Dalam khazanah politik modern, hal ini kerap disebut sebagai politik partisan, pragmatisme, dan tentusaja sebuah politik yang hipokrit. Fenomena ini adalah lawan dari politik kenegaraan dan kebangsaan. Maka, politik mestinya dikembalikan pada hulunya, yakni wisdom, kebijaksanaan dan kebijakan yang bijak.

Bagaimana kita menemukan praktik politik yang bijak ketika politik era modern saat ini sudah dikepung oleh kepentingan-kepentingan jangka pendek, ekonomi, dan kapitalisme? Politik saat ini sudah telanjur menjadi lumpur kekotoran. Politik hari ini bagaikan sekadar permainan dan ajang kontestasi.

 Parahnya, di ajang kontestasi itulah kemudian sikap kenegarawanan mengalami reduksi dan terpinggirkan oleh praktik-praktik politik yang cenderung menghalalkan segala cara. Hukum diperdaya, uang memainkan segalanya, dan kepentingan kekuasaan menjadi berhala. Namun, tentu kita sebagai bangsa tidak harus kemudian larut, pesimis, dan diam terhadap kondisi ini.

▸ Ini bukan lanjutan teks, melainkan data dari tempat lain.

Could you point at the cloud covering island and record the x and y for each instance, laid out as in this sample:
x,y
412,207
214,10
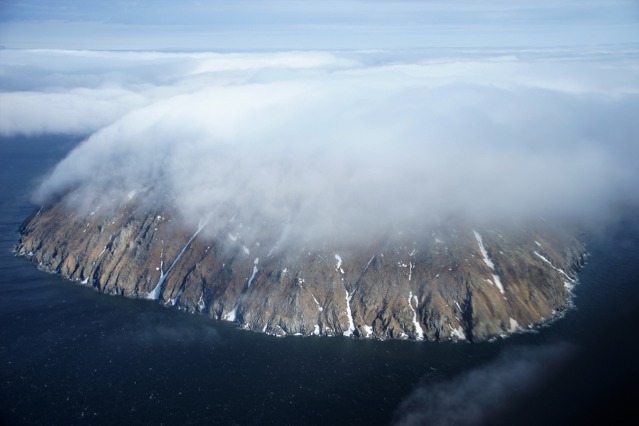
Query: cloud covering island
x,y
336,143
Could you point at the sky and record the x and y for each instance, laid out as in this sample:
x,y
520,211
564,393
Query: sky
x,y
332,120
308,24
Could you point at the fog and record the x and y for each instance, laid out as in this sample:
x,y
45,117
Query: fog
x,y
336,145
482,396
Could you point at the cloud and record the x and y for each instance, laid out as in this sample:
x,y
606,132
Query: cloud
x,y
482,395
342,146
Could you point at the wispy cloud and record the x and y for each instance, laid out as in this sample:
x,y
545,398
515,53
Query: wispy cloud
x,y
340,145
483,395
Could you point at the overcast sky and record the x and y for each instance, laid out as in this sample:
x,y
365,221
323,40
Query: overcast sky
x,y
533,112
309,24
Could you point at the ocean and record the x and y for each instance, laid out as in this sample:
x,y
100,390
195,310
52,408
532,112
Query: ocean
x,y
70,355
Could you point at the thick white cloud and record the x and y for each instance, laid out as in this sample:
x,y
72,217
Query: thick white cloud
x,y
345,145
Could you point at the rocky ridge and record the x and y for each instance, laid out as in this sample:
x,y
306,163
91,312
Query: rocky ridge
x,y
457,283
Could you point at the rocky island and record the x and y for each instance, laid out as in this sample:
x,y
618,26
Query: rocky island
x,y
451,282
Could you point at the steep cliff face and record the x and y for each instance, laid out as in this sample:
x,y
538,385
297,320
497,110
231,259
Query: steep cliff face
x,y
457,283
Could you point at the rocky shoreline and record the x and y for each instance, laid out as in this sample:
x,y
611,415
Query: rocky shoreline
x,y
457,283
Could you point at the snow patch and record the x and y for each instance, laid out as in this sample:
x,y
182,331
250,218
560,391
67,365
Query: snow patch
x,y
338,267
255,262
457,332
561,271
369,331
157,291
483,251
418,327
349,313
514,325
497,282
231,316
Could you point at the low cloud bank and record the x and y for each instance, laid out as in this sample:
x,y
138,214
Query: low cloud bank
x,y
341,145
482,396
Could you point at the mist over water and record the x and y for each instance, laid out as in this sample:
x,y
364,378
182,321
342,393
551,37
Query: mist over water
x,y
339,146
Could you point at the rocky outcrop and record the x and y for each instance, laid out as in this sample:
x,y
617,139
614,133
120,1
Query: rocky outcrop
x,y
457,283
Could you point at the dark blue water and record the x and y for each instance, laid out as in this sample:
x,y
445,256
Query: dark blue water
x,y
69,355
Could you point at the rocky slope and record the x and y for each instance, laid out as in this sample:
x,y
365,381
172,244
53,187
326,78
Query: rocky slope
x,y
458,283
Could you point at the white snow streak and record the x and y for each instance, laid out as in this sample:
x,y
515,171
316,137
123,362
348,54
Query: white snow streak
x,y
514,325
231,315
418,328
338,267
349,313
496,280
483,251
457,332
369,331
155,293
561,271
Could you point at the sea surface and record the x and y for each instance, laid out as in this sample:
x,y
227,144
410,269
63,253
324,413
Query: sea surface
x,y
70,355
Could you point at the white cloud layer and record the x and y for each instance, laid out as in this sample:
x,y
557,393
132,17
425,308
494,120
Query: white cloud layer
x,y
332,145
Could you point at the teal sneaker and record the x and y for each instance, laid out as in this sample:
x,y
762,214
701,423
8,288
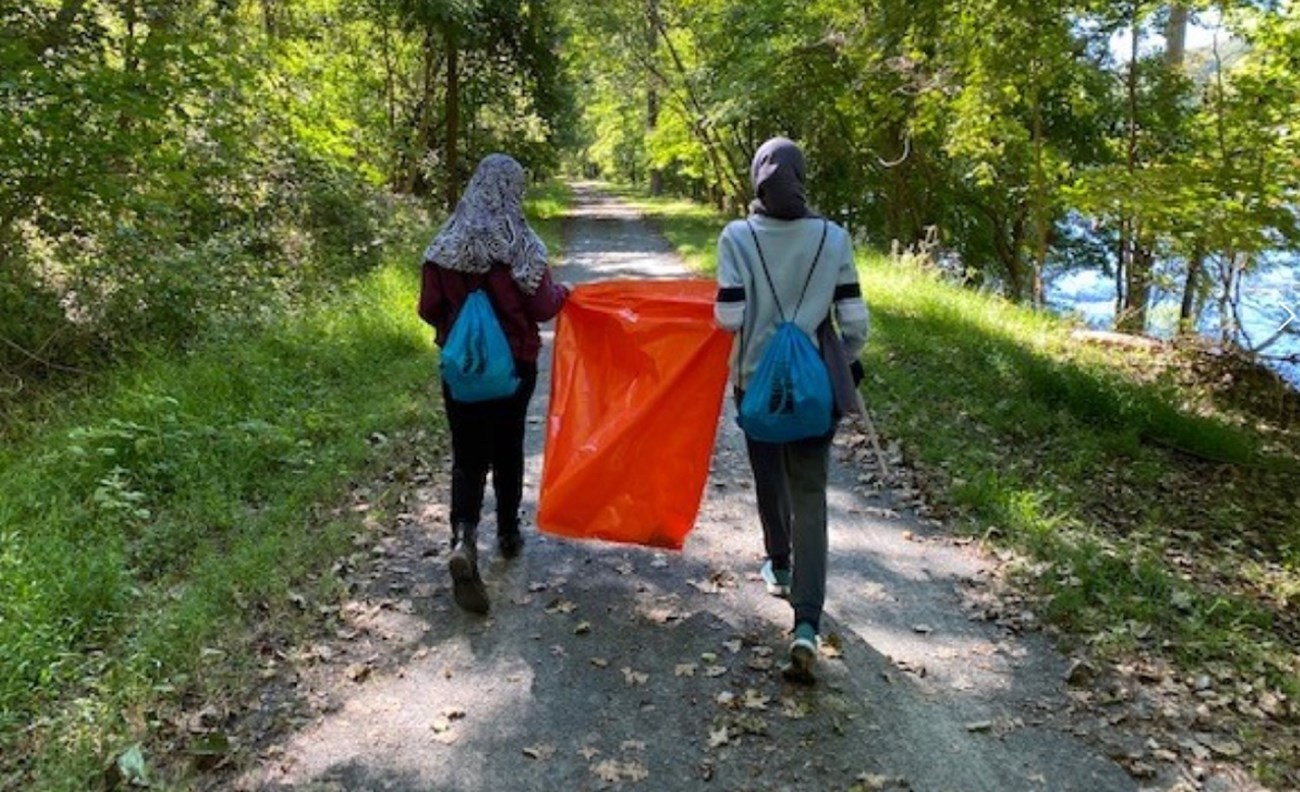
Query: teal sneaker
x,y
778,580
802,656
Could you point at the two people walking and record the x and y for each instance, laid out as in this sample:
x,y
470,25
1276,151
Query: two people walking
x,y
780,255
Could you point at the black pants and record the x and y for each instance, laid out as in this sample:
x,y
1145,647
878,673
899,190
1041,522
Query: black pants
x,y
489,436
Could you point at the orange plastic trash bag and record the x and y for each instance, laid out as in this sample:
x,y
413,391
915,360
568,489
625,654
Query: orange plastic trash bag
x,y
636,393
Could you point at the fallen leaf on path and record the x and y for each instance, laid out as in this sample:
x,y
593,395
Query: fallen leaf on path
x,y
540,752
635,678
612,771
358,673
754,700
794,710
718,738
870,782
560,606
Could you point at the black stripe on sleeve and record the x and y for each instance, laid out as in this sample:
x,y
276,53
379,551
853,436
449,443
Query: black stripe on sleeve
x,y
846,291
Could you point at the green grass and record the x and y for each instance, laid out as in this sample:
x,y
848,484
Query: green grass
x,y
155,527
1104,480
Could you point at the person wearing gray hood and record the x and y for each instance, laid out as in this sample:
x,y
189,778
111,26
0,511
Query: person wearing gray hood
x,y
784,263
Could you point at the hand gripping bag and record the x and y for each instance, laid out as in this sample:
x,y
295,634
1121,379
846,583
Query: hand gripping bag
x,y
476,362
636,394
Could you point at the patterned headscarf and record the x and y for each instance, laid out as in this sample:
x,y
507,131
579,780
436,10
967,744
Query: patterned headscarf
x,y
778,176
488,226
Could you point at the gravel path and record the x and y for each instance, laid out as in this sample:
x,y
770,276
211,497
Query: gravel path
x,y
607,666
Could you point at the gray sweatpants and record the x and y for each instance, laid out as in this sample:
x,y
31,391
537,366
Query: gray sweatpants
x,y
789,481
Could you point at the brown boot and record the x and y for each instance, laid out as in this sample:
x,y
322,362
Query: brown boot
x,y
467,587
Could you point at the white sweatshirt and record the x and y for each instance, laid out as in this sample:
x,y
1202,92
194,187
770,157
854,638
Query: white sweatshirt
x,y
745,302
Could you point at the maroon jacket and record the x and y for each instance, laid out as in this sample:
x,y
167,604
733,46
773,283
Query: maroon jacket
x,y
442,291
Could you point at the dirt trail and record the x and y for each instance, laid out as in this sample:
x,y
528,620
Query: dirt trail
x,y
606,666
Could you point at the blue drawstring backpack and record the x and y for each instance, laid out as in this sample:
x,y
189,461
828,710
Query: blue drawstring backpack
x,y
476,362
789,396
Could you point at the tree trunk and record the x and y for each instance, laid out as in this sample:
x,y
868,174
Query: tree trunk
x,y
1175,35
1187,312
453,116
651,94
1132,315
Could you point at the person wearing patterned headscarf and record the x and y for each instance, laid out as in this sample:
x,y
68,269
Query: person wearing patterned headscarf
x,y
784,256
488,245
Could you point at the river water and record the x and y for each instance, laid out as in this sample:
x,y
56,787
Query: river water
x,y
1270,302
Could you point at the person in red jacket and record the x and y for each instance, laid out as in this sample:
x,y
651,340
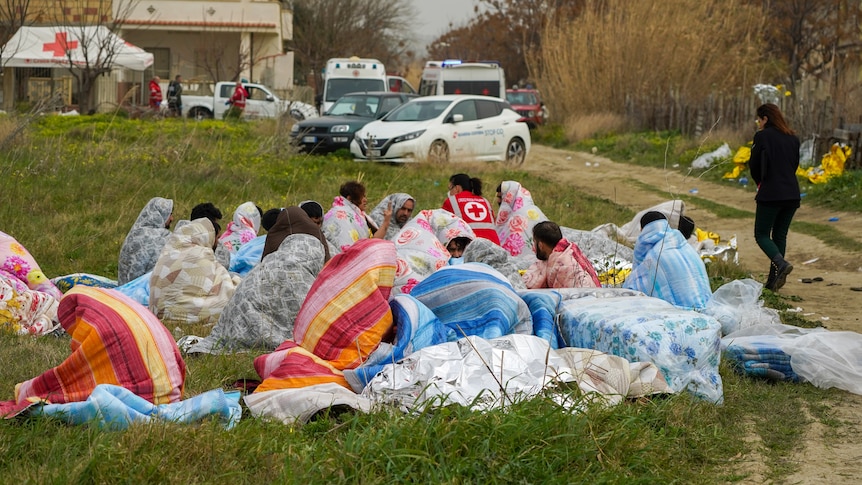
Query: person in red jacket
x,y
237,102
155,93
465,201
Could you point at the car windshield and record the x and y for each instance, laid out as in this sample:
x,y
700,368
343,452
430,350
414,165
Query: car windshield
x,y
359,105
418,111
521,98
336,88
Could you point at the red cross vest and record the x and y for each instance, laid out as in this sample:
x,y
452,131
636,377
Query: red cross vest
x,y
476,211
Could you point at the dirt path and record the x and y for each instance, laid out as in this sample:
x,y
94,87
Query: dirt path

Partai politik sebagai ujung tombak demokrasi dalam melakukan praktek politik, harus tetap dikontrol, diawasi, dan tentu saja dimasuki agar orangorang yang kering dari jeritan rakyat, orang-orang yang mencari kehidupan dalam politik, menjadi terpinggirkan. Mereka akan tergusur oleh orang-orang yang memang dilahirkan menjadi sosok-sosok politisi negarawan yang ditempa melalui jaringan pengalaman organisasi dan kepemimpinan.

Modal Sosial

Untuk itu, kita perlu membangkitkan kembali khitah bangsa yang sudah pernah lahir dan membesarkan bangsa ini. Kebangkitan Nasional yang menjadi titik awal perumusan kebangsaan dan kenegaraan di negeri ini adalah modal sosial besar bagi bangsa ini untuk bangkit kembali. Apalagi jika kita telusuri titik-titik berikutnya muncul banyak tokoh yang memberikan inspirasi bagi dinamika sejarah politik di sini. Sebut saja Soekarno, Hatta, Sjahrir, Mohammad Natsir, Tan Malaka, dan sebagainya.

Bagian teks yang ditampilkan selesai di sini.